An Analysis of Basketball Reference's MVP Tracker
By Rohan Venkateswaran | June 4, 2024
Background
A very interesting part of Basketball Reference is the Frivolities section, where they have pages that house information beyond the statistics present on the player or team pages. One such page is the NBA MVP tracker, where they list the 10 players whom they think have the highest chance to win the award in a season and the probabilities of it happening. Now, I would assume they are running a regression in the background that takes in various metrics and spits out these probabilities but, unlike their Hall of Fame probability tracker, there is no formula available publicly to my knowledge. It does seem to be quite accurate though, with its only misses in recent years being 2017 when it predicted James Harden over Russell Westbrook and 2023 when it predicted Nikola Jokić over Joel Embiid.
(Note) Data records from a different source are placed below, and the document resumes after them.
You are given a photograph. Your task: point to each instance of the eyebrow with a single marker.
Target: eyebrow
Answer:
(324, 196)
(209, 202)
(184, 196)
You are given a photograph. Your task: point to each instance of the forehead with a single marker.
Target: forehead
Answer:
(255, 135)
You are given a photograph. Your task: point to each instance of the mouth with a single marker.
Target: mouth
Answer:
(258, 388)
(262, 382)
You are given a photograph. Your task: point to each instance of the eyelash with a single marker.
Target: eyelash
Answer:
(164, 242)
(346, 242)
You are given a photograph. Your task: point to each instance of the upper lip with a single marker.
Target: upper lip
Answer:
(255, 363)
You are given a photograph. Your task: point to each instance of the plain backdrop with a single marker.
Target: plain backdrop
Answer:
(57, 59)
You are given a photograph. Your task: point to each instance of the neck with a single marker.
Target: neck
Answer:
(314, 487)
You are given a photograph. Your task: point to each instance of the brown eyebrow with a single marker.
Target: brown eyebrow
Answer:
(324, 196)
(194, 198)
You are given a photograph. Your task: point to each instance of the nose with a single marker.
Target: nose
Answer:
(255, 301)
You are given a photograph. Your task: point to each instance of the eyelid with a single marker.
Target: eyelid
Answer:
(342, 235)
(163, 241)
Curious, I became interested in seeing how the tracker evolved over the season, what types of players it favored, and how much it cared about team records. So, every day of the 2023-24 NBA season, I took a screenshot of the top 10 players according to the MVP tracker and put them into a dataset with their probabilities. Since many of these screenshots were on my phone, data entry was manual so I did not record anything else like stats, and I also missed around 4 days worth of screenshots in the season. One thing to note is that, if a player was mathematically ineligible from getting the award due to the 65 games played limit instituted this season, he was removed from the list entirely.
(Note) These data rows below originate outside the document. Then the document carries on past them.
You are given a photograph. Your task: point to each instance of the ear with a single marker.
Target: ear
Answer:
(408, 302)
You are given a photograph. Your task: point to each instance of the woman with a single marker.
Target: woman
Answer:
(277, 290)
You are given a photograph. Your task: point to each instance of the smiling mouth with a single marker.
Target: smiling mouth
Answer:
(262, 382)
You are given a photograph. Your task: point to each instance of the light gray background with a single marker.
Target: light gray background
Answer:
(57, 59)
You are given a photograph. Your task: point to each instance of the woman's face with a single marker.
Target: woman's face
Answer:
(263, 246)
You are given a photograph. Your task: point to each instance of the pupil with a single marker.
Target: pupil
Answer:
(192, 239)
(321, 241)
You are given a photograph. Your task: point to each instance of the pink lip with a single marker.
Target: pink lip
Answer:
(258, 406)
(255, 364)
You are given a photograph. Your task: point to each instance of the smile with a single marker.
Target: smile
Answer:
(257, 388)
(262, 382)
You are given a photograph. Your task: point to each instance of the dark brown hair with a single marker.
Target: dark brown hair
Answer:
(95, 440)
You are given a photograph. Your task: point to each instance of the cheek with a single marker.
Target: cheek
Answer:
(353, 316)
The results are quite interesting though and they seem to mostly mirror the actual voting. The top 5 players on the final day were the same 5 who made the All-NBA First Team and, out of the next 5, 3 made it to the Second Team and 2 to the Third Team.
Analysis
Looking at trends, however, allows us to see which players were dominating the entire season.
This table shows the 21 players who were on the list at least 9 days in the season. Luka Dončić, Jokić, and Jayson Tatum were on the list every day of tracking, which highlights how dominant they were the entire season. In addition, the fact that Embiid is so high up despite missing 43 games in the season underlines how good his season was when he was healthy.
The presence of Kristaps Porzingis and Derrick White and also Anthony Edwards and Rudy Gobert gives some insight into how the model works; it really seems to value wins but it also tends to like stat sheet stuffers, explaining why Jaylen Brown and Karl-Anthony Towns only appeared on the list twice each all season despite both players being voted all-stars. This is further corroborated by the fact that James Harden appeared on the list before Kawhi Leonoard despite having his lowest scoring season since his sophomore year. Eventually, Leonard overtook him, but it was certainly interesting to see Harden show up first.
This year’s MVP race was perhaps one of the closest in the past few years before Jokić pulled away with the award at the end of the season, his competitors being Dončić, Shai Gilgeous-Alexander, and Giannis Antetokounmpo.
While he was healthy, Embiid was considered the overwhelming favorite. The data seems to agree with this sentiment, with Embiid dominating the chart for the most part of days 40 to 80. What is intriguing is that it thinks that the race was not close at all once he got injured; Jokić has over half the percentage share every day after day 100.
Conclusion
It seems as though Basketball Reference’s MVP tracker model tends to really value stat sheet stuffing players on winning teams. I would also posit that it weights efficiency relatively highly as it is a common characteristic among every player who ended up in the final top 10. Overall, this was a pretty fruitful project; it was quite satisfying to see the dataset slowly build itself throughout the season. Here is the final line plot of every player who appeared on the list from day 3 (when every team had played) to day 148:
Further Analysis
As the season goes on, the sample size of games played for a player gets larger, making his position on the list more significant. It could be a good idea to take this into account and weigh each successive day more to display a player’s dominance throughout the season. For instance, LeBron James appeared twice on the list all year, but the second time was the last day of the season, meaning that he ranked on it when it mattered the most. We cannot say that he had a bad season just by looking at how often he was in the top 10 because of this. It would also be interesting to record more stats in the daily collection process–ideally with the help of a scraper–to potentially recreate the model.